Blog

Simple and fast database backup thanks to Percona XtraBackup

Backup of a small database is not a problem. A few seconds of downtime in the application or at night is not a big problem for us. The difficulty arises when we really have a lot of records to archive. Such an example can be MySQL 5.5 database, which contains about 83 973 092 records, occupying nearly 8.2 GB. How to back up the database quickly so that users do not feel it? Fortunately, there is a solution!

The simplest method can be to use the MySQL database replication mechanism. Configure a second slave database, from which we make a backup. During the backup process we can stop the server, copy files or perform a dump using the mysqldump command. During the backup process we only load the clone of the main machine.

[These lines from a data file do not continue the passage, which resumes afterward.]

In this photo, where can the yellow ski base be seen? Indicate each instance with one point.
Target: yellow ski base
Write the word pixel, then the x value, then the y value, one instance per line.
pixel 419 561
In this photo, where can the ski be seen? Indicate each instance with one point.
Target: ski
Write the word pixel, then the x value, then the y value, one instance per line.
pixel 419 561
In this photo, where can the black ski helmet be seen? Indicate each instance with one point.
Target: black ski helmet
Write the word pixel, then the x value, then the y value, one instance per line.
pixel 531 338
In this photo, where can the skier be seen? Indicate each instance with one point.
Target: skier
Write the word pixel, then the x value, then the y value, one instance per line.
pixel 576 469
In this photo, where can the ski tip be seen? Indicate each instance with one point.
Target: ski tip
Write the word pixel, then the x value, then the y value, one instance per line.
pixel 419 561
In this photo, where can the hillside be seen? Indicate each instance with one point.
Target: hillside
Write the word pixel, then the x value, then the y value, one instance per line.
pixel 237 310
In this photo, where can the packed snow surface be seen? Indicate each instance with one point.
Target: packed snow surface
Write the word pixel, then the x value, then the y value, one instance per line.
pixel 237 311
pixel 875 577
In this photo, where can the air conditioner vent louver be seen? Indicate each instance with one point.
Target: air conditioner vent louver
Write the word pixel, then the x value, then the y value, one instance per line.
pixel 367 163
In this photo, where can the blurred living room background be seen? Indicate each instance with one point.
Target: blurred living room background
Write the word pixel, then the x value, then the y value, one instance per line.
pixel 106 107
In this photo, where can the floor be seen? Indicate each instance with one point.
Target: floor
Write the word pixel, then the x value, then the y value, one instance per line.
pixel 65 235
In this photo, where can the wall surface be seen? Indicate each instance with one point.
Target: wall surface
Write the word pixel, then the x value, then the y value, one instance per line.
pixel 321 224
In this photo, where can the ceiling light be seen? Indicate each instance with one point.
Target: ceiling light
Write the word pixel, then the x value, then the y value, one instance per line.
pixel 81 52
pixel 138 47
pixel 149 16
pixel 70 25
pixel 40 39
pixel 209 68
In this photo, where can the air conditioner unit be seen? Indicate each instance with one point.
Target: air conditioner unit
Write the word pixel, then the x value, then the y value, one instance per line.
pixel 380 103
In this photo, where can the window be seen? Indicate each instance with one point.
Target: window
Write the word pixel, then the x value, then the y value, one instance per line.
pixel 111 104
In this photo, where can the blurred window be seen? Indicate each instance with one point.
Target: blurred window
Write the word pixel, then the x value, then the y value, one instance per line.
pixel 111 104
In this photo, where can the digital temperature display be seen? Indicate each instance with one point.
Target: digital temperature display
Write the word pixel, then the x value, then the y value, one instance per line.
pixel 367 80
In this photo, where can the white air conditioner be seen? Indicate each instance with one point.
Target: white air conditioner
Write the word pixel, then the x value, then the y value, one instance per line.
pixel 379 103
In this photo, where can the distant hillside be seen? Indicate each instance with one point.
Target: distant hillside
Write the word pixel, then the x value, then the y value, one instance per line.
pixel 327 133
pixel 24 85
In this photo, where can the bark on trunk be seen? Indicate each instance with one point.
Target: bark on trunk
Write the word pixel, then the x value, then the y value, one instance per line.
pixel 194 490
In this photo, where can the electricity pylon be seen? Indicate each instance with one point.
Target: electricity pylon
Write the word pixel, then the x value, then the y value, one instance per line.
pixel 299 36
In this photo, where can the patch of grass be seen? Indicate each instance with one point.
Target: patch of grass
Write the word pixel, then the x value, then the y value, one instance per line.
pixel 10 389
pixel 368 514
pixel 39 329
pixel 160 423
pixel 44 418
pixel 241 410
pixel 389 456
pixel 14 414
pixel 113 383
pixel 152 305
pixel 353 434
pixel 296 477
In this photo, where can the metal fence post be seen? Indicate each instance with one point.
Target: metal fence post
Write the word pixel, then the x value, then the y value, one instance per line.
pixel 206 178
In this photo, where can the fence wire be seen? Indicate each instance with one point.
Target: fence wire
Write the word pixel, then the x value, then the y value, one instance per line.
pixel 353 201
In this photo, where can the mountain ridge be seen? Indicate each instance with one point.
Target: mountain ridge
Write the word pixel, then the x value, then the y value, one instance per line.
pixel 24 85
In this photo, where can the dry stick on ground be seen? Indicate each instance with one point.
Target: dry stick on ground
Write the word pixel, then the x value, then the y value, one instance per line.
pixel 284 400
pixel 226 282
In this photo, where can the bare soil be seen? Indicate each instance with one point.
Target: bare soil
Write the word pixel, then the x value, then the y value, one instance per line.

And what if we can’t afford to buy a second server, which will serve us as a backup base? The answer to this question is Percona XtraBackup application, which is released under GPLv2 license. It allows you to back up your database without downtime. We support database servers such as: Percona Server, MySQL, MariaDB, and Drizzle. This software allows for such operations as:

  • quick backup
  • not interrupting the transaction during the backup process
  • automatic verification of archived data
  • Faster recovery time
  • incremental backups
  • making replication simpler
  • Backup without server load
  • moving tables in real time between servers
  • backups only data stored in InnoDB

Percona XtraBackup software is used by large social networks such as Facebook:

“Facebook users create a vast amount of data every day. To make sure that data is stored reliably, we back up our databases daily. Facebook was an early adopter of incremental backup in XtraBackup.” – Vamsi Ponnekanti, Facebook Engineering

Percona XtraBackup installation

Installation of the software is very easy with binary packages available for Red Hat, CentOS, Debian and Ubuntu. There are also repositories for Yum and Apt.

The installation begins with adding a repository with the application to the system. Add an entry to /etc/yum.repos.d/percona.repo file:

[percona]
name = CentOS $releasever - Percona
baseurl=http://repo.percona.com/centos/$releasever/os/$basearch/
enabled = 1
gpgkey = file:///etc/pki/rpm-gpg/RPM-GPG-KEY-percona
gpgcheck = 1

We still need to copy the GPG key and save it to /etc/pki/rpm-gpg/RPM-GPG-KEY-percona. From this point on, we can start installing the software by issuing a command:

yum install xtrabackup

All software consists of three applications:

  • xtrabackup – software written in C that copies InnoDB and XtraDB data
  • innobackupex – a script that fills in the deficiencies of the previous program. Copies the entire contents of the MySQL server
  • tar4ibd – packs InnoDB data into tar format

Three similar commands will be installed to perform backups from the relevant database server versions:

  • xtrabackup – Percona Server 5.1 & MySQL 5.1 w/InnoDB plugin
  • xtrabackup_51 – Percona Server 5.0, MySQL 5.0 & MySQL 5.1
  • xtrabackup_55 – Percona Server 5.5 & MySQL 5.5

Time to perform the first backup with xtrabackup.

Backing up

Najszybszą metodą zrobienia kopii zapasowej jest wydanie polecenia xtrabackup z parametrem --backup. W naszym wypadku jest to serwer w wersji 5.5 zatem użyjemy polecenia:

The quickest way to back up is to issue the xtrabackup command with the --backup parameter. In our case it is a 5.5 server, so we will use the command:

xtrabackup_55 --backup --datadir=/var/lib/mysql/ --target-dir=/backup

In addition, you need to specify the target directory (--target_dir) in which you want to save the backup, and the directory in which the MySQL server data (--datadir) is located. These options can be saved in /etc/my.cnf, so that they are not always given as a parameter:

[mysqld]
datadir=/var/lib/mysql/
[xtrabackup]
target_dir=/backup

However, if an error occurs to us:

xtrabackup_55: ambiguous option '--innodb=FORCE' (innodb_adaptive_hash_index, innodb_doublewrite_file)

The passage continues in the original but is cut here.